The language says it: ‘I wouldn’t be seen dead in that!’ ‘I simply died with embarrassment!’
Well then, are our fashionistas doing any thing more subtle or more praiseworthy than the 250 grand a week slavish devotee of his team or her club, who is well-contented to jump-ship at a moment’s notice to the team which offers a higher bid?
Like our football and hockey league setups, the worlds of fashion in all their aspects are a) ineluctably tied to where the money is in our society; and b) instances and symptoms of our shallow outlooks on life. In the country of the brand the monied man is king.

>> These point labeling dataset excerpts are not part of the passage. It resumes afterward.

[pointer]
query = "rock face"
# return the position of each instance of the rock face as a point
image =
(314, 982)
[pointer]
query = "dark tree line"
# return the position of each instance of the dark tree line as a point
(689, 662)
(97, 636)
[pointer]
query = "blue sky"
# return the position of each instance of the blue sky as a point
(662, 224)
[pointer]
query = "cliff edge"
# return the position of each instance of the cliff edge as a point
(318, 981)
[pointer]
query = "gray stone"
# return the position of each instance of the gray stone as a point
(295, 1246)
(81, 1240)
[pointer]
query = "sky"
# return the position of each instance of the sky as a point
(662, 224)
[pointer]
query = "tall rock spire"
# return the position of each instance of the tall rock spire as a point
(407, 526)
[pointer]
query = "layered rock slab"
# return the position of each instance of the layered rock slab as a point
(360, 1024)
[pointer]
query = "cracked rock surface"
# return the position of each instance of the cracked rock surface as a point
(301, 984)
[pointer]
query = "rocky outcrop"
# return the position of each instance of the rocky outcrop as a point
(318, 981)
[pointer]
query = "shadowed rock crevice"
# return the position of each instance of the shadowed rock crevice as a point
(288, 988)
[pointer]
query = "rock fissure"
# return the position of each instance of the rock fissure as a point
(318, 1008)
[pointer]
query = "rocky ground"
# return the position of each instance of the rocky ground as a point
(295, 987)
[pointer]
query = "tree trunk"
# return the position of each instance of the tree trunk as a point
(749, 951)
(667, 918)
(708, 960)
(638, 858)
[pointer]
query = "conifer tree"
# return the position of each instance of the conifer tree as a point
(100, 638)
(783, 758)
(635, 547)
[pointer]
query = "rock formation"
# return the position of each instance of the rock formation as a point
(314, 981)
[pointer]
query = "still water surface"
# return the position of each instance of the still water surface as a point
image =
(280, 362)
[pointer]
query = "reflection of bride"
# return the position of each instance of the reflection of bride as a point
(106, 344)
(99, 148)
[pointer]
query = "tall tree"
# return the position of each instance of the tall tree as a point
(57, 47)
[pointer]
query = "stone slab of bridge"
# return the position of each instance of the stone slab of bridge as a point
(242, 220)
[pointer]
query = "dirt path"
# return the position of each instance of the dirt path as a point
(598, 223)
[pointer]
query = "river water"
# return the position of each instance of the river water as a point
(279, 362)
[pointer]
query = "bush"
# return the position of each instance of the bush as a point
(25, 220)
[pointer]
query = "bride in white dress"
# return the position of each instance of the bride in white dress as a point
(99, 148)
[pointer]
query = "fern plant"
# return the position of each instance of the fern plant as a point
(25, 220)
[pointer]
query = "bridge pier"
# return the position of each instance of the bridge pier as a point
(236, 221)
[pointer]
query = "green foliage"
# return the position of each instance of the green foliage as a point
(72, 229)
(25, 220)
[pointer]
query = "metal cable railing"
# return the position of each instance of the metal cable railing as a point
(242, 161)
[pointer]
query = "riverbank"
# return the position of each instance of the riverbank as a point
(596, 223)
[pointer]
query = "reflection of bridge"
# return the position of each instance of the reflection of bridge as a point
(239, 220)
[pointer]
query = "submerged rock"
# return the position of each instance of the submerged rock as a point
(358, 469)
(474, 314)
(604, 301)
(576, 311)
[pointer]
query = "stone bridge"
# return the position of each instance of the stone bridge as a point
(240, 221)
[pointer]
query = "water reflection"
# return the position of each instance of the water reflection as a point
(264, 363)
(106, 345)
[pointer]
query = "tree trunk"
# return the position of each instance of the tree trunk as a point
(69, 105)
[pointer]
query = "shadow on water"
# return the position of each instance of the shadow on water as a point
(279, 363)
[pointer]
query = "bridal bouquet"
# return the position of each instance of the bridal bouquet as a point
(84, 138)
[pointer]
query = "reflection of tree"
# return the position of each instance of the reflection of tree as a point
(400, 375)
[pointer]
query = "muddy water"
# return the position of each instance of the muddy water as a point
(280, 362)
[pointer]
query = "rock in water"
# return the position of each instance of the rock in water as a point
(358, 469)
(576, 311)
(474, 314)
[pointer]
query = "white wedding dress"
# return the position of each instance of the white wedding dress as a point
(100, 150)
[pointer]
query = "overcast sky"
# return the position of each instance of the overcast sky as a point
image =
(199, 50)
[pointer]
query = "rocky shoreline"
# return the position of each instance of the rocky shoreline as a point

The undercutting of strong common values by the use of comic ridicule and by way of money briberies and by a means of upholding for admiration false and petty and tawdry sets of febrile values and ways of life; all of which undercutting is happening now and succeeding in all our lives all around us; this is the world of sport and the world of fashions, and the entire economic world as we know it as a whole. It is absolutely self-undercutting and it will destroy us.
When we come to a place, where we have no faith left in, nor no respect for what are lamely termed, traditional values; which are better termed essential, vital, life-giving values; we shall be able to show and to know no faith in ourselves, no respect for ourselves, and so the world as we knew it will have ended. Life will have to begin again: if any of us are spared.